E3 2010

Anteprima X-Com

Il lato oscuro e segreto del Secondo Dopoguerra americano

anteprima X-Com
Articolo a cura di
    Disponibile per:
  • Xbox 360
  • Ps3
  • Pc
Lorenzo Lorenzo "Kobe" Fazio ama il basket, o per meglio dire i Los Angeles Lakers, l’Hip Hop e il teatro. Dopo aver rincorso la carriera del finto regista, dal 2007 si spaccia anche per finto esperto di videogiochi scrivendo su Everyeye.it. Lo appassionano le belle storie e gli stili visivi ricercati.

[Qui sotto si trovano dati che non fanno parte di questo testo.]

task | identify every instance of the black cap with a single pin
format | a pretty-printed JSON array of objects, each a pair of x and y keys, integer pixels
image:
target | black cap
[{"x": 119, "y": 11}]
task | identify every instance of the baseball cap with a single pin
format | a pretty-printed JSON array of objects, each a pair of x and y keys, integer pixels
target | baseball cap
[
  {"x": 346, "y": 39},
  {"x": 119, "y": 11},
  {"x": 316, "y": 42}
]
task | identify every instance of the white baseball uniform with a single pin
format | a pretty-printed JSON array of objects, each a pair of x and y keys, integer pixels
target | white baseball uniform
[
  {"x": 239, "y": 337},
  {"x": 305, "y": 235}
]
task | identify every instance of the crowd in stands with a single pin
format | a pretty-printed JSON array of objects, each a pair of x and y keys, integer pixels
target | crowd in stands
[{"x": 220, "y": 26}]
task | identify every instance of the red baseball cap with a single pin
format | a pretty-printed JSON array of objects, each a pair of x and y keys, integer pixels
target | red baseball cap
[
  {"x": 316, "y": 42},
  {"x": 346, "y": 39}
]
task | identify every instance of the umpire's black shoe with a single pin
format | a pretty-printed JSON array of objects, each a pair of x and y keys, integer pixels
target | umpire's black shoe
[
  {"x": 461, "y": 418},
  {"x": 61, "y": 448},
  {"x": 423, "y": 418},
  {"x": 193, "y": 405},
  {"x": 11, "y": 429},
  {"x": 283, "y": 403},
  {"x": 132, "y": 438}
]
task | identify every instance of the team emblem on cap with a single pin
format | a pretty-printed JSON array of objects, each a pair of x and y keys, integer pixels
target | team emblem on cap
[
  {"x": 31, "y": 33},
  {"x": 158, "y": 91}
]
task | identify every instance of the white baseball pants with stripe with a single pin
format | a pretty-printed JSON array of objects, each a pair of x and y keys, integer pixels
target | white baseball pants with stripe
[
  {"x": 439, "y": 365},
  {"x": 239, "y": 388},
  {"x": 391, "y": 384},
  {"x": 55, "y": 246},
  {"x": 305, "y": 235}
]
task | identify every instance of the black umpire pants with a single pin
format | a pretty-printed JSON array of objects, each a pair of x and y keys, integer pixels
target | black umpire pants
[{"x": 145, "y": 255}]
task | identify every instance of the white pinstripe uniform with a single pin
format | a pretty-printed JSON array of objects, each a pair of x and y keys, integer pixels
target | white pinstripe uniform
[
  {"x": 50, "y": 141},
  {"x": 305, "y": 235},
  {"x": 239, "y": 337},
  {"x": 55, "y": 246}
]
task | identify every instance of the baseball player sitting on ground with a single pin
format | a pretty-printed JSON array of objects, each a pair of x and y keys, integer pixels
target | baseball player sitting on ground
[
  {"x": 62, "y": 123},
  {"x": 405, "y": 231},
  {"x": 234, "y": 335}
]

Cercatelo su Twitter e su Google Plus.

XCOM cambia pelle...ancora

Si dice spesso che nel modo con cui viene presentato un prodotto sia insito buona parte del successo o del fallimento dello stesso. Ritrovandoci seduti nel mezzo di una perfetta riproduzione di una cucina anni 50, con elettrodomestici e mobili del tempo, su una cosa non abbiamo più avuto alcun dubbio: 2K punta forte su questo titolo. Nella saletta-cucina installata nello stand del publisher americano durante l’E3 appena conclusosi, abbiamo avuto modo di vedere come gli sviluppatori hanno deciso di stravolgere completamente il brand di XCOM. Nato nel lontano 1993 come strategico, evolutosi poi come simulatore di volo interspaziale, 2K Marin Studio ha oggi deciso di riproporlo come sparatutto arricchito da deboli elementi RPG.
Fortunatamente la cura riposta nella fedele riproduzione della cucina non voleva essere fonte di distrazione per evidenti lacune del videogioco. Tutt’altro: questo reboot di XCOM non ci ha solo convinto, ma incuriosito a scoprirne presto la versione finale che dovrebbe giungere nei negozi in un imprecisato mese del prossimo anno.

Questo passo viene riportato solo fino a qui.